Earlier this week I described a long-running Scandinavian crime fiction series that moves forward without its main character, Inspector Van Veeteren. Today we have another Nordic crime series with the exact same scenario: in Arnaldur Indriðason’s Outrage, main character Erlendur is missing from the action… and may be missing altogether.
Erlendur has decided to go look for his missing brother’s body, yet again, but life in Reykjavik goes on, and so does crime. Outrage thus focuses on Elinborg, one of Erlendur’s able assistants in previous books, who must solve the mystery of a murdered man. Runolfur went to bar to pick up a woman using a date rape drug but ended up being the victim himself.
In earlier books in the series the main thing we learned about Elinborg is that she loves to cook and has written a successful cookbook, but here we also get to see more of her personal life, including a troubled relationship with her son and a painful history with another child that still affects the family today. All of this is by way of saying that Elinborg is nothing like Erlendur. Instead, Elinborg’s story reminded me a bit of two other characters, Thóra and Detective Inspector Irene Huss, both parent/investigators who struggle with their own teenage children.

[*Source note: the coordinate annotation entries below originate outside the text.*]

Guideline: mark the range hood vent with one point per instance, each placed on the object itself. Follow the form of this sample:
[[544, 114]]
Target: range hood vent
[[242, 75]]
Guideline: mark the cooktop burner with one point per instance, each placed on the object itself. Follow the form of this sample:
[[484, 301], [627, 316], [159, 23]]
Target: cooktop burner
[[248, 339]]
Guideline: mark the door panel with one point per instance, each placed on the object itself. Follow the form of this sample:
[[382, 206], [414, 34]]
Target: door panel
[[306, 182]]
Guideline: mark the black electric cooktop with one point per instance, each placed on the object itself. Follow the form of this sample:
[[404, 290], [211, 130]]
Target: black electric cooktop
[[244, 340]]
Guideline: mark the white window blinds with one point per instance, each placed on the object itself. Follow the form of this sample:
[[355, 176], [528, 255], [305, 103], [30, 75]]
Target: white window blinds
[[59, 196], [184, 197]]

It turns out that Elinborg is a fine detective even without the gloomy Erlendur to direct the investigation. She painstakingly and persistently follows up on the few leads that are available to police; she keeps going long after I would have, given the dearth of information (although the reader has access to a few insights that point to the killer).
In the end Outrage is a good book with an interesting mystery, but it’s not an Erlendur story. I hope, despite the dire hints toward the end of this book, that Erlendur is back in the next one.